Elvis Presley, 87 aniversario. 

Salió de un vientre que albergaba un gemelo nacido muerto, como si el destino le reservase la condición de unicidad que tuvo durante su vida y que sigue ostentando tras su desaparición física. 

Elvis Presley abrió los ojos en un mundo lleno de carencias y dificultades y desde la más tierna infancia la música fue su tabla de salvación. Con apenas dos años se sentía irresistiblemente atraído por el canto de los coros en la iglesia, y el paso sin retorno se produjo el día del undécimo cumpleaños, cuando su madre le regaló una guitarra en lugar de la bicicleta que Elvis quería.

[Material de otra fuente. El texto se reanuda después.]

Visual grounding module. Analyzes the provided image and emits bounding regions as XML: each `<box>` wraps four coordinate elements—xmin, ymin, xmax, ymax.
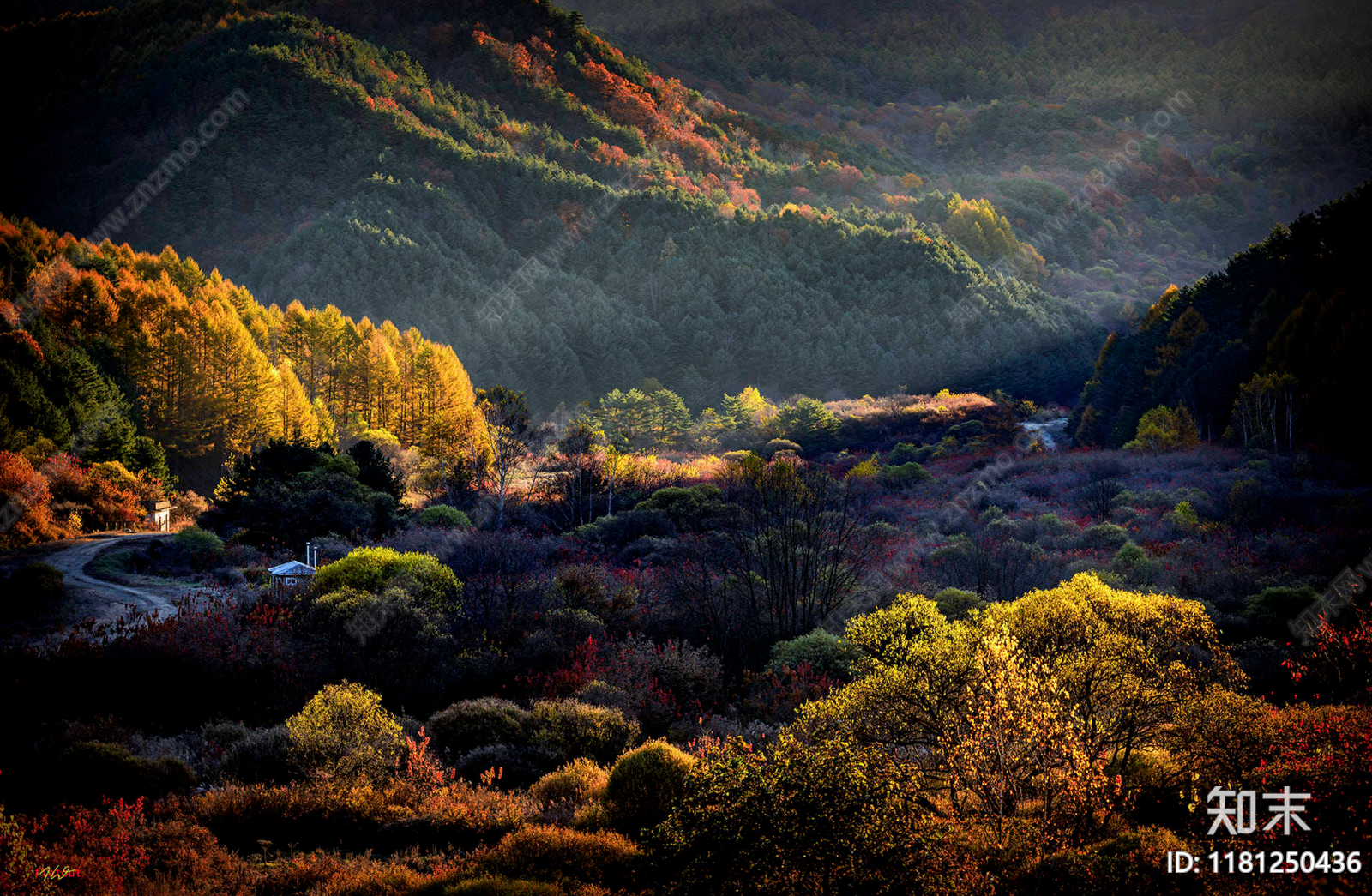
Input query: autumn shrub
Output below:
<box><xmin>885</xmin><ymin>442</ymin><xmax>933</xmax><ymax>466</ymax></box>
<box><xmin>427</xmin><ymin>697</ymin><xmax>531</xmax><ymax>759</ymax></box>
<box><xmin>297</xmin><ymin>586</ymin><xmax>451</xmax><ymax>706</ymax></box>
<box><xmin>57</xmin><ymin>741</ymin><xmax>196</xmax><ymax>805</ymax></box>
<box><xmin>876</xmin><ymin>461</ymin><xmax>933</xmax><ymax>489</ymax></box>
<box><xmin>528</xmin><ymin>700</ymin><xmax>638</xmax><ymax>764</ymax></box>
<box><xmin>530</xmin><ymin>759</ymin><xmax>609</xmax><ymax>803</ymax></box>
<box><xmin>930</xmin><ymin>589</ymin><xmax>986</xmax><ymax>622</ymax></box>
<box><xmin>220</xmin><ymin>726</ymin><xmax>300</xmax><ymax>784</ymax></box>
<box><xmin>190</xmin><ymin>773</ymin><xmax>538</xmax><ymax>852</ymax></box>
<box><xmin>1224</xmin><ymin>476</ymin><xmax>1267</xmax><ymax>528</ymax></box>
<box><xmin>0</xmin><ymin>452</ymin><xmax>62</xmax><ymax>548</ymax></box>
<box><xmin>576</xmin><ymin>509</ymin><xmax>677</xmax><ymax>548</ymax></box>
<box><xmin>572</xmin><ymin>678</ymin><xmax>634</xmax><ymax>713</ymax></box>
<box><xmin>604</xmin><ymin>635</ymin><xmax>720</xmax><ymax>734</ymax></box>
<box><xmin>417</xmin><ymin>503</ymin><xmax>472</xmax><ymax>530</ymax></box>
<box><xmin>443</xmin><ymin>875</ymin><xmax>567</xmax><ymax>896</ymax></box>
<box><xmin>453</xmin><ymin>743</ymin><xmax>561</xmax><ymax>788</ymax></box>
<box><xmin>551</xmin><ymin>562</ymin><xmax>635</xmax><ymax>624</ymax></box>
<box><xmin>1244</xmin><ymin>585</ymin><xmax>1322</xmax><ymax>640</ymax></box>
<box><xmin>172</xmin><ymin>526</ymin><xmax>224</xmax><ymax>569</ymax></box>
<box><xmin>767</xmin><ymin>628</ymin><xmax>862</xmax><ymax>679</ymax></box>
<box><xmin>1008</xmin><ymin>827</ymin><xmax>1206</xmax><ymax>896</ymax></box>
<box><xmin>634</xmin><ymin>483</ymin><xmax>735</xmax><ymax>532</ymax></box>
<box><xmin>480</xmin><ymin>825</ymin><xmax>640</xmax><ymax>889</ymax></box>
<box><xmin>602</xmin><ymin>741</ymin><xmax>695</xmax><ymax>837</ymax></box>
<box><xmin>1081</xmin><ymin>523</ymin><xmax>1129</xmax><ymax>550</ymax></box>
<box><xmin>0</xmin><ymin>805</ymin><xmax>59</xmax><ymax>896</ymax></box>
<box><xmin>314</xmin><ymin>548</ymin><xmax>462</xmax><ymax>613</ymax></box>
<box><xmin>286</xmin><ymin>682</ymin><xmax>403</xmax><ymax>779</ymax></box>
<box><xmin>761</xmin><ymin>439</ymin><xmax>801</xmax><ymax>460</ymax></box>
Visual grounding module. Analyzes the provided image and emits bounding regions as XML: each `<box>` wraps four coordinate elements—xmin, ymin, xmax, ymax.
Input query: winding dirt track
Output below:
<box><xmin>45</xmin><ymin>532</ymin><xmax>176</xmax><ymax>622</ymax></box>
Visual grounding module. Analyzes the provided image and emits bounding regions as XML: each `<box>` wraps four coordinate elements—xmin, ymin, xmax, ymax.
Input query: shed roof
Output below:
<box><xmin>268</xmin><ymin>560</ymin><xmax>314</xmax><ymax>575</ymax></box>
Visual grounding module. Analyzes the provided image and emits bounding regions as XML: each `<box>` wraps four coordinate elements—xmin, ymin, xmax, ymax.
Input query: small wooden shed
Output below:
<box><xmin>142</xmin><ymin>501</ymin><xmax>172</xmax><ymax>532</ymax></box>
<box><xmin>268</xmin><ymin>560</ymin><xmax>314</xmax><ymax>594</ymax></box>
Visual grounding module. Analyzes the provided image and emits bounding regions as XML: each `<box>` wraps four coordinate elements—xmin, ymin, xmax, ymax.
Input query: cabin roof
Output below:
<box><xmin>269</xmin><ymin>560</ymin><xmax>314</xmax><ymax>575</ymax></box>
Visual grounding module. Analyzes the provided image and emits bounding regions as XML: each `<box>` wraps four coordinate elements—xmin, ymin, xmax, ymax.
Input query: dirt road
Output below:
<box><xmin>45</xmin><ymin>532</ymin><xmax>176</xmax><ymax>622</ymax></box>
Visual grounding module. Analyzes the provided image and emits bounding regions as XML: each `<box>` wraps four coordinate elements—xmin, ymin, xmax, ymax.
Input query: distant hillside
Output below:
<box><xmin>0</xmin><ymin>211</ymin><xmax>478</xmax><ymax>491</ymax></box>
<box><xmin>0</xmin><ymin>0</ymin><xmax>1099</xmax><ymax>409</ymax></box>
<box><xmin>568</xmin><ymin>0</ymin><xmax>1372</xmax><ymax>324</ymax></box>
<box><xmin>1070</xmin><ymin>183</ymin><xmax>1372</xmax><ymax>457</ymax></box>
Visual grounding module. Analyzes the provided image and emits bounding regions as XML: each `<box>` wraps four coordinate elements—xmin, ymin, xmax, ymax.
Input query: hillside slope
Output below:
<box><xmin>569</xmin><ymin>0</ymin><xmax>1372</xmax><ymax>324</ymax></box>
<box><xmin>0</xmin><ymin>2</ymin><xmax>1098</xmax><ymax>409</ymax></box>
<box><xmin>1070</xmin><ymin>185</ymin><xmax>1372</xmax><ymax>457</ymax></box>
<box><xmin>0</xmin><ymin>211</ymin><xmax>480</xmax><ymax>491</ymax></box>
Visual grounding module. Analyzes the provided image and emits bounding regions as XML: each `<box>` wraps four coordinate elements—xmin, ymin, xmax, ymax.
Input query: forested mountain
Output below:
<box><xmin>1072</xmin><ymin>185</ymin><xmax>1372</xmax><ymax>455</ymax></box>
<box><xmin>0</xmin><ymin>217</ymin><xmax>478</xmax><ymax>490</ymax></box>
<box><xmin>569</xmin><ymin>0</ymin><xmax>1372</xmax><ymax>322</ymax></box>
<box><xmin>0</xmin><ymin>0</ymin><xmax>1099</xmax><ymax>410</ymax></box>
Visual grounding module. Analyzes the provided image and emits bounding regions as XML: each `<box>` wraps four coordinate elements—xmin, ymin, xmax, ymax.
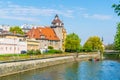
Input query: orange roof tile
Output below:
<box><xmin>27</xmin><ymin>27</ymin><xmax>59</xmax><ymax>40</ymax></box>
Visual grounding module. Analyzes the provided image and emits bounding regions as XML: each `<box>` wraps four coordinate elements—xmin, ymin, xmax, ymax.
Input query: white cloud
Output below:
<box><xmin>0</xmin><ymin>2</ymin><xmax>73</xmax><ymax>21</ymax></box>
<box><xmin>83</xmin><ymin>14</ymin><xmax>112</xmax><ymax>20</ymax></box>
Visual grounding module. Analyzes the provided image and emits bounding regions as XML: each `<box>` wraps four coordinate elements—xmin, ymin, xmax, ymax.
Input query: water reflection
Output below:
<box><xmin>0</xmin><ymin>60</ymin><xmax>120</xmax><ymax>80</ymax></box>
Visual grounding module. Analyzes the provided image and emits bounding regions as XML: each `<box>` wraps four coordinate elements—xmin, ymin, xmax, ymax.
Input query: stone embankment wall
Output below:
<box><xmin>0</xmin><ymin>54</ymin><xmax>99</xmax><ymax>77</ymax></box>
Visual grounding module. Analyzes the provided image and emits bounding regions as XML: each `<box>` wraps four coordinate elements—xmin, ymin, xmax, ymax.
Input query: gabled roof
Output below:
<box><xmin>52</xmin><ymin>14</ymin><xmax>62</xmax><ymax>24</ymax></box>
<box><xmin>27</xmin><ymin>27</ymin><xmax>59</xmax><ymax>40</ymax></box>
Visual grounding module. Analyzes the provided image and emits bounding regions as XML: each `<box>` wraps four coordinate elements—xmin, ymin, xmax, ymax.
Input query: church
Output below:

Aprendió los primeros acordes de la mano de sus tíos Vester y Johnny y, sobre todo, el pastor de la iglesia de Tupelo, Frank Smith. Con esos primeros conocimientos, Elvis intervenía tocando y cantando en las secciones musicales de las misas y según contó el mismo pastor Smith, el futuro rey llamó bastante la atención de los feligreses, aunque por su introversión solía hacerse de rogar para salir a cantar. Esa timidez, casi enfermiza, le hizo pasar constantemente desapercibido a lo largo de su niñez y adolescencia; nadie podía imaginar que el alma de ese muchacho estaba siendo invadida y transformada por la música, que avivó el tizón de sus sueños y le convertiría en uno de los hombres más observados y fotografiados de la historia. En rincones apartados del resto de mundo, Elvis practicaba, imaginándose poseedor del éxito y la prosperidad de sus ídolos aunque, a buen seguro, ni sus más locos sueños se acercaron remotamente a la realidad que le esperaba. 

Llevaba su guitarra a la escuela para tocar y cantar en la hora del almuerzo ante el deleite de algunos de sus compañeros y el desprecio de otros; algunos mediocres desaprensivos le cortaron las cuerdas de la guitarra, pero sus amigos más cercanos hicieron de inmediato una colecta para comprarle unas cuerdas nuevas. Cuando Elvis partió con su familia hacia Memphis siguió encontrándose con la incomprensión de quienes no toleraban la diferencia, pero nada hizo mella en su determinación para trabajar en el cumplimiento de sus aspiraciones, ni siquiera cuando su profesora de música en el octavo curso le dijo que no sabía cantar; Elvis argumentó que era ella la que no entendía su estilo. 

Siempre que le era posible, Elvis pasaba ante el escaparate de la sastrería Lansky’s para imaginarse ataviado con tan elegantes prendas, y visitaba la tienda de discos Charlie’s para perderse en los placeres sensoriales, escuchando la música más palpitante del momento y tocando con sus dedos inquietos las fundas de los discos a la venta. La química hacía el resto y, mientras tarareaba algún éxito y su nariz se veía invadida por el olor mezcla de polvo, papel, vinilo y refrescos azucarados, bajo sus párpados se veía al volante de un enorme Cadillac; soñaba, en pocas palabras, con ser Elvis Presley. Y la llave que arrancaría ese Cadillac, la que abriría las puertas de Graceland, la que franquearía las barreras físicas, culturales y espirituales que separaban a los hombres, la que le daría libre acceso a los corazones de millones de seres humanos de toda clase, raza, sexo y condición, estaba muy cerca, entre las cuatro paredes de las humildes instalaciones del número 706 de Union Avenue.